Nikolas também foi ameaçado de morte em uma publicação feita nas redes por um estudante da USP (Universidade de São Paulo), que fazia parte do Next Generation of Lawyers (Próxima Geração de Advogados), programa brasileiro de capacitação e treinamento destinado a “empoderar” alunos do curso de Direito que recebem bolsa de estudo ou financiamento estudantil. Assim como a estagiária da CLDF que perdeu o emprego, ele também se deu mal e foi excluído do projeto.
Em maio, integrantes de partidos de direita, como o PL e o Novo, que são membros do movimento União Direita Nacional, foram agredidos e expulsos do campus da UFF (Universidade Federal Fluminense), em Niterói (RJ), quando distribuíam panfletos com os seguintes dizeres: “Na UFF, a direita se cria sim”.
Em 2023, a ex-deputada estadual Janaína Paschoal, que esteve à frente do processo de impeachment da ex-presidente Dilma Rousseff, foi alvo de um abaixo-assinado de integrantes do Centro Acadêmico XI de Agosto, da Faculdade de Direito do Largo São Francisco, tradicional templo da livre circulação de ideias, para impedi-la de voltar a lecionar na instituição, da qual havia se licenciado durante o seu mandato – felizmente, sem sucesso.
Como se pode observar, a violência política não é um fenômeno que tem atingido os dois lados do espectro ideológico da mesma forma, ao contrário do que muitos analistas afirmaram depois do assassinato de Charles Kirk, “passando pano” para a esquerda e induzindo a opinião pública a um erro crasso de avaliação.

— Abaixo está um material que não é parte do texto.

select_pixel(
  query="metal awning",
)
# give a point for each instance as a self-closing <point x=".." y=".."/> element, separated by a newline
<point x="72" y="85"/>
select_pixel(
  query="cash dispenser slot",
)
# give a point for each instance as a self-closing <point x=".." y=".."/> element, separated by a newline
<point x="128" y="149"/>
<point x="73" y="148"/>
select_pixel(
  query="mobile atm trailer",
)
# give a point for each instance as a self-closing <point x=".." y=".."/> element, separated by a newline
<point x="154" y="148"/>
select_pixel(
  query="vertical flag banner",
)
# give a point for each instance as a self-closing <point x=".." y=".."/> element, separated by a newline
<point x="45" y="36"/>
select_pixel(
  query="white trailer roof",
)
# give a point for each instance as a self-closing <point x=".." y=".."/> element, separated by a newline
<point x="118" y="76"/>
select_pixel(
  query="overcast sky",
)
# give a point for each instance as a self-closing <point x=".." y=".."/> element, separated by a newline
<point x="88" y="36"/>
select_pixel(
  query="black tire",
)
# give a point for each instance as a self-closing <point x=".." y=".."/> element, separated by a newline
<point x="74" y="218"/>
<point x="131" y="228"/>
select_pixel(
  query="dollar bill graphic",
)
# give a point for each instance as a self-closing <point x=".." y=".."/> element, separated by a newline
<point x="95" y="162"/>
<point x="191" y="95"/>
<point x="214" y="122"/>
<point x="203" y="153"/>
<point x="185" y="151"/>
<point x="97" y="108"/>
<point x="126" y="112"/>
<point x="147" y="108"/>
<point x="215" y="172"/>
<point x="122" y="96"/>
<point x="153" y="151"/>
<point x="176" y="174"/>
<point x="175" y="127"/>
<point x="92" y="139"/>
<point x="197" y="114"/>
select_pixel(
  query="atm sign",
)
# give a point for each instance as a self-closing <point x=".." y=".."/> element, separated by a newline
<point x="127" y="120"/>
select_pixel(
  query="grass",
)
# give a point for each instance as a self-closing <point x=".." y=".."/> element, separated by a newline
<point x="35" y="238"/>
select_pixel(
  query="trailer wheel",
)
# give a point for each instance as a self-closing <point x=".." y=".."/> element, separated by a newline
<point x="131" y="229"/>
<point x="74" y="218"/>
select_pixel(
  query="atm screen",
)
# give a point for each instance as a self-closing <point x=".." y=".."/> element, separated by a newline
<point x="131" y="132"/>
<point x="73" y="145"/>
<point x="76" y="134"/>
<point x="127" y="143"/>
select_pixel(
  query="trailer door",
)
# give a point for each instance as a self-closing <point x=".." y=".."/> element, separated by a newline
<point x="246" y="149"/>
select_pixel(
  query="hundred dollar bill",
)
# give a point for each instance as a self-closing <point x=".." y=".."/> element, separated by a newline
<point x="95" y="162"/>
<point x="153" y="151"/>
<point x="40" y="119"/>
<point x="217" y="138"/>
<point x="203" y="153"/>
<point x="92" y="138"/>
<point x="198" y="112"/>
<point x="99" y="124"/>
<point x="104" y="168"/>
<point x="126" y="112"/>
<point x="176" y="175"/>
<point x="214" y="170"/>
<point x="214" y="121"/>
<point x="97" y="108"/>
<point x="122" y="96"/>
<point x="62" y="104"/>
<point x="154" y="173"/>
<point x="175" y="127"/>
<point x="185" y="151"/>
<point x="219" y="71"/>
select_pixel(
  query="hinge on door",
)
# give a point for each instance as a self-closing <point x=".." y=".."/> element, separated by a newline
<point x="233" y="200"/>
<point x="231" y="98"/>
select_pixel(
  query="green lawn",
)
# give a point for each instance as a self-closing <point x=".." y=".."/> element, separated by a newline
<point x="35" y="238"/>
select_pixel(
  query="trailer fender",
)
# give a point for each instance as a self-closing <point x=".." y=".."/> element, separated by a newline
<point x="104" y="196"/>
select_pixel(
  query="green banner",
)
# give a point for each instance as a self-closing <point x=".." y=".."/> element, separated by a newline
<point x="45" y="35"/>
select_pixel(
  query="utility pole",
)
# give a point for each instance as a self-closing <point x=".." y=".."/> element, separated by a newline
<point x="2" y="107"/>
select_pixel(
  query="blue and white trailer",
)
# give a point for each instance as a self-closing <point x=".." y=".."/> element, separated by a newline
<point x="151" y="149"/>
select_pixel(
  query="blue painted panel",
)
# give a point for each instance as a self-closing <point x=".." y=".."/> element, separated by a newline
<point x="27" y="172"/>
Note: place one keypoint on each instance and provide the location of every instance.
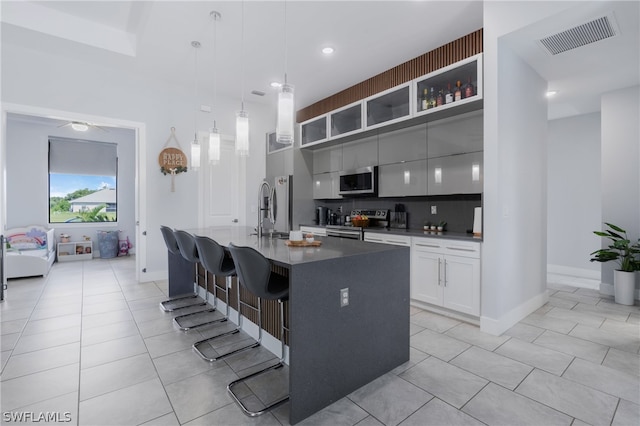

A violência, a intimidação e a censura promovidas pela “turma do amor” contra líderes e ativistas da direita também não são algo restrito aos Estados Unidos. Espalharam-se pelo mundo e estão presentes inclusive no Brasil – e não é de hoje.
Estão presentes aqui bem mais, inclusive, do que é possível deduzir pelo noticiário, que muitas vezes joga lenha na fogueira ao tratar radicais da extrema-esquerda que pregam a morte de adversários como “ativistas” e “influenciadores”, enquanto rotula representantes pacíficos da direita, como Kirk, como “extremistas”, “racistas”, “homofóbicos” e “xenófobos”, com a clara intenção de desumanizá-los e apresentá-los como trogloditas.
Para justificar os rótulos, grandes veículos de comunicação, do Brasil e do exterior, desvirtuam as suas ideias e descontextualizam declarações e gestos que eles fazem. Reverberam, sem qualquer filtro, as narrativas da esquerda para “demonizar” a direita, contribuindo para reforçar um sentimento de repulsa pelo grupo. Os casos de Kirk e outros do gênero ocorridos nos últimos anos, porém, mostram quem são os lobos em pele de cordeiro.